Ríos que ríen con la risa del agua alegre, recuerdan algo menos supremo, un hablador que vino por estos mismos montes a decir extraños y tararear una canción que imprimía un mensaje en sumo de tabaco. No creyeron cuando escribió el poema sobre una maleta y el río, que convulsionando pasaba, como culebra dejando la piel en su lecho. Nadie todavía da en la magnitud de los recuerdos lo que es el dolor de perder las aguas donde los árboles se veían viajar, mientras la infancia acomodaba sombras.
Este libro es repensar el significado de las premoniciones. Cuando no haya verso, nadie peleará ni morirá por eso. Habrá guerra por el agua que nadie entendió en el diluvio, y ahí los vencidos volverán a beberse las lágrimas, rastreando la conmoción en el amor a los arados.
Y habrá que entender que lo sobrante al cerebro no es lo que le hace falta al corazón, sino la poética de vivir, y sobre todo haber convivido con el ayer dentro de estos libros, hasta cuando los otros tengan que decir del futuro y sus presientos. En sí, quitarle enigma a la sensibilidad literaria del pasado, que es envolvernos en sus citados afectos para saber auscultar adelante; pero, también, traer al presente lo bello de la gente que no entendimos, como un homenaje al sentimiento que nos heredaron, habernos incluido en sus domesticadas historias, y atarnos a sus huellas sencillas y a su intimidad de pueblo.
Estos solos son más en nuestros adentros, atrapándonos en las telarañas de su magnetismo afectivo.
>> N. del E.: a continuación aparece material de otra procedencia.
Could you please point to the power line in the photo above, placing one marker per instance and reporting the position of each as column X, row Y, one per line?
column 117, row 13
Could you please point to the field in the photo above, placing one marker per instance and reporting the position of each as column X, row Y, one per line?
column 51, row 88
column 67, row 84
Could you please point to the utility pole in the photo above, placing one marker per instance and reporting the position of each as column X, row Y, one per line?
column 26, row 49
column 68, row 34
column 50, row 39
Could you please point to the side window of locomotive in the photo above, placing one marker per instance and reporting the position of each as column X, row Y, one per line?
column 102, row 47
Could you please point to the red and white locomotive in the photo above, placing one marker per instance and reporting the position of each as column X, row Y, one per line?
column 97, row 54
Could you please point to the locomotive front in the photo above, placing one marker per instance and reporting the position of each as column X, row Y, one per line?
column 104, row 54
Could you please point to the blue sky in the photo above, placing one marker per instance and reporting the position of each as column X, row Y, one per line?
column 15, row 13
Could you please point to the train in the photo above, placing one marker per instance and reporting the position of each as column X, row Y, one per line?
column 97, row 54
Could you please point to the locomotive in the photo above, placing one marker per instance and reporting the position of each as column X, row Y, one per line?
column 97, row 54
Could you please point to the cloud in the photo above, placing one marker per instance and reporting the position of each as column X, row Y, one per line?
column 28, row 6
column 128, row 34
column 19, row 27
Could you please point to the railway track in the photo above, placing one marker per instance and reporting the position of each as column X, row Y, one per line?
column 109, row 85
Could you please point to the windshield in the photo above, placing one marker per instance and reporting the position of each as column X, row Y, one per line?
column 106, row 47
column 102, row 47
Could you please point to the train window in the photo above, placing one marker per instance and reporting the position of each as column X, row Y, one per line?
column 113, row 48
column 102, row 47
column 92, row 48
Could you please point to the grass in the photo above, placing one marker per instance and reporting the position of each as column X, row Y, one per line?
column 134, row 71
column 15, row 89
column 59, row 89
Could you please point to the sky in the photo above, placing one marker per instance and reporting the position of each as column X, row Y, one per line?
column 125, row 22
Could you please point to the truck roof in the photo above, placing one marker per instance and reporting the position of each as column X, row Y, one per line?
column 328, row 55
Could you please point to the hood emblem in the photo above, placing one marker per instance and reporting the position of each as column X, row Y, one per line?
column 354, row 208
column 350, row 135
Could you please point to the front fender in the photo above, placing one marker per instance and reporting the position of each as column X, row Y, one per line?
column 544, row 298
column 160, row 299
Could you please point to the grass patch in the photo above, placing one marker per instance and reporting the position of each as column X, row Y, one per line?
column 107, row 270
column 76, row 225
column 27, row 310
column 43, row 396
El resto serán muchos y solemnes personajes, pero nunca dentro de este olvido inofensivo, y ninguna otra necedad.
“La biblioteca es esta
desolada y última trinchera,
puro sol sin árboles ni sombra”.*
Carlos Angulo
(*) Todos los textos entre comillas son del libro de Gustavo Ruiz (2024). Ese monte volcado en la noche. Antología. Venezuela: Acirema.